Who is the new appointee?

Sajid Javid, 48, is a former managing director at Deutsche Bank, working for the German giant in Singapore. He was previously housing, communities and local government secretary. In his earlier career, under former Prime Minister David Cameron, he assisted with budgetary matters at the Treasury and is considered a small government, pro-business conservative.

Javid, whose parents immigrated to the UK from Pakistan, became one of the first prominent Conservatives to speak out critically on the "Windrush scandal," telling the Sunday Telegraph newspaper: "That could be me." He acknowledges his Muslim heritage, but says he is non-practicing.

He is the first minority politician to hold the office, considered one of the toughest in British politics.

Javid is known for his outright manner and after his appointment was praised on Twitter by fellow Conservative Liz Truss, chief secretary to the Treasury, as "effective, no-nonsense and brave."

Immigration scandal

  • Amber Rudd stepped down on Sunday amid outrage over Britain's treatment of the Caribbean immigrants — the so-called "Windrush generation" — who were brought to the UK to help it rebuild after the devastation of World War II
  • Her resignation came only hours after she had vowed to stay in her job
  • In a resignation letter, she said she had "inadvertently misled" parliament
  • The resignation is a blow to British Prime Minister Theresa May as her government remains embroiled in a last year of negotiations before Britain leaves the European Union in March 2019
  • Amber Rudd
    Rudd has just said she wanted to stay on when she resignedImage: picture-alliance/empics/D. Lipinski

Change in Cabinet balance: Javid was long an outspoken critic of the EU and particularly the euro, which he described as a "bankruptcy machine." However, shortly before the June 2016 Brexit referendum, he came out in opposition to leaving the bloc. He has since taken the government's line of "making a success" of Brexit, but he is liable to be a less passionate voice in support of the bloc than Rudd was within a Cabinet intentionally split along European lines.

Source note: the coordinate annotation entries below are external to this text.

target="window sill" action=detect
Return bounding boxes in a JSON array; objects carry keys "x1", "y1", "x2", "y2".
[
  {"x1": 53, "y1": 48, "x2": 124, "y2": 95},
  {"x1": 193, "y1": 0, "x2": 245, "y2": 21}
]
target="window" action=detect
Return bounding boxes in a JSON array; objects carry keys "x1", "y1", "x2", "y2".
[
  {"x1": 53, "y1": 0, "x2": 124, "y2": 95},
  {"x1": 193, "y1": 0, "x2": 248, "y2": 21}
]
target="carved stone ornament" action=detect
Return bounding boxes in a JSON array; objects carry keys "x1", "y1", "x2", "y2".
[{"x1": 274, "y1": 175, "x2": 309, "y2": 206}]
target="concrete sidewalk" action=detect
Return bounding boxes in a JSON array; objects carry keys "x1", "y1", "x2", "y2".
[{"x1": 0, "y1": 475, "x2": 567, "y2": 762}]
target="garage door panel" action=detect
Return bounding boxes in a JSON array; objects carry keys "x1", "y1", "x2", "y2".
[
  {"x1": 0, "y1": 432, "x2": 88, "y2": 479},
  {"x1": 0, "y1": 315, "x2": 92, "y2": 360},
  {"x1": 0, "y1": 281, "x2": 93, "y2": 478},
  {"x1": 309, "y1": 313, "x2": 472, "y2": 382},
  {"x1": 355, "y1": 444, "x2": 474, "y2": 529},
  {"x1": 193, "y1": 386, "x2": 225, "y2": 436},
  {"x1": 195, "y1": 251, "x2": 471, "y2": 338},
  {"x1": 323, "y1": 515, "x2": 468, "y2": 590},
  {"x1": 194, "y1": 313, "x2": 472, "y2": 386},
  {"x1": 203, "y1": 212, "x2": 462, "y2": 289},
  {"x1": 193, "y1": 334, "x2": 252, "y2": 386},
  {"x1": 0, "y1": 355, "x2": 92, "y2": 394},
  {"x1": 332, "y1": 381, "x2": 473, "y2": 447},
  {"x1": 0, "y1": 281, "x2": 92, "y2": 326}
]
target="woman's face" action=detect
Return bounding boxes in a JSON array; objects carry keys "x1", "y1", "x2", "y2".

Change in backbench balance: Rudd's relegation to the backbenches could conceivably bolster the ranks of the pro-Europe rebels in the governing party. A small but significant chunk of Tories have been refusing to back May's government on key votes, with the prime minister already lacking a majority in the House of Commons. The most outspoken pro-EU rebel, Anna Soubry, on Sunday praised Rudd's "great courage" when lamenting her departure.